Michael Dawe: In 1892, mayor had little sympathy for victims of racial rioting

There are an incredible amount of dramatic events taking place around the world right now.

Social unrest, in combination with epidemics and economic downturns, is not unknown.

One instance in Alberta, about which surprisingly little has been written, occurred in the summer of 1892, when a race riot took place in Calgary, following an outbreak of smallpox in the community.

On June 28, 1892, a smallpox case was discovered in a laundry located on Stephen Avenue East in Calgary. Those found to be ill and all the others living and working in the laundry were quickly sent to a special quarantine facility set up at the mouth of Nose Creek. The North West Mounted Police were tasked with guarding the quarantine.

As a health measure, the laundry building and all the contents were ordered burned. That caused great unhappiness in the community, as many people lost their household linens and clothing with the measure.

Despite the quarantine, the smallpox spread. Before long, there were several more smallpox cases in Calgary and three deaths reported.

Matters came to a boil on Aug. 2, when the authorities announced that some of those in quarantine could be discharged. A mob estimated at 200 to 300 persons descended upon the local Chinese Canadian businesses and residences. Buildings were ransacked, property was destroyed and several Chinese Canadians were assaulted.

Mayor Alexander Lucas purportedly left town before the riot broke out, so there was no reading of the Riot Act. The Calgary police refused to act. Finally, at 11 p.m., the NWMP intervened.

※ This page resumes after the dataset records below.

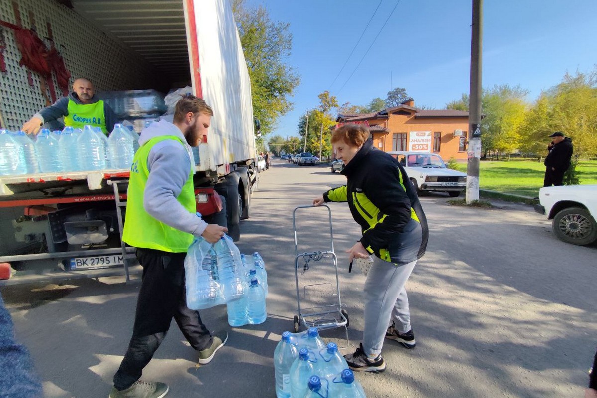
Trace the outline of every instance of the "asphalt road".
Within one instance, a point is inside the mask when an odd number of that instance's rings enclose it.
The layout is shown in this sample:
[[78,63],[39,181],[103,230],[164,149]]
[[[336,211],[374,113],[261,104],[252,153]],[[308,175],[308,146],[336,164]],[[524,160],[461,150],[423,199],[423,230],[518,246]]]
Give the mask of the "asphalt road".
[[[202,311],[229,343],[196,365],[175,323],[143,373],[170,385],[168,396],[274,397],[273,350],[297,309],[293,210],[344,177],[328,166],[275,160],[260,174],[241,252],[259,251],[268,272],[268,319],[231,328],[225,308]],[[430,226],[427,254],[407,286],[417,348],[386,343],[386,371],[357,375],[368,397],[581,397],[597,345],[597,247],[557,240],[531,206],[455,207],[442,193],[421,197]],[[341,298],[350,347],[362,333],[364,277],[347,272],[344,252],[359,237],[344,204],[331,205]],[[297,215],[298,252],[330,248],[322,208]],[[337,304],[333,264],[299,274],[303,307]],[[329,283],[303,286],[311,283]],[[2,288],[19,340],[31,350],[48,398],[105,398],[133,326],[138,284],[120,277],[61,286]],[[322,333],[345,345],[343,329]]]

A number of Chinese Canadians were transported to the NWMP barracks for their safety. Because there was concern that the residence of the medical health officer, Dr. Henry George, might also be attacked, a young clerk was sent to guard it.

He fell asleep, so Barbara George stayed up all night, armed with a poker and an old revolver, in case the mob attacked her home and family.

The Mounties were understandably very upset with the lack of action by the mayor and municipal police.

Lucas initially stated that while he “deplored” the violence, he “understood” the feelings of the rioters against the Chinese Canadians, since by “sheltering” a smallpox victim, the whole community had been “endangered.”

A few days later, Lucas made his official report to town council on the disturbance. Incredibly, he now claimed that after “careful” investigation, he found that “no Chinaman had suffered violence.”

He also stated that since the Chinese Canadians had “ample warning” of the pending riot, they had lots of time to “remove any valuables” before the rioters appeared.

The NWMP, on the night of the riot, had pressed charges against some of the ringleaders. Lucas refused to allow the cases to be heard before a local magistrate.

He also stated that if any of the Chinese Canadians felt they had suffered harm or loss, they could pursue civil actions in court for redress.

Lucas then went to Regina to ask the territorial government for compensation for all the costs he said the town had incurred in dealing with the epidemic.

He argued that the “prompt action in Calgary to suppress the smallpox prevented the spread of the disease throughout the territories” (i.e., Alberta and Saskatchewan).

The $2,500 he asked for (a large sum in those days) did not include any compensation to the Chinese Canadians.

By the end of August, the epidemic had abated. However, six people lost their lives and many more had fallen ill. Moreover, the opening of schools was delayed in case of a new outbreak.

Within a year, Dr. Henry and Barbara George, with their young children, moved to the more peaceful village of Innisfail.

While there, they founded the Alberta Natural History Society. In 1905, Barbara George designed the official crest for the new province of Alberta. In 1907, the Georges moved to Red Deer.

In 1897, Alexander Lucas moved to B.C. He became an MLA and served in the government of Premier Richard McBride. His son later became a justice of the B.C. Supreme Court.

Historian Michael Dawe’s column appears Wednesdays.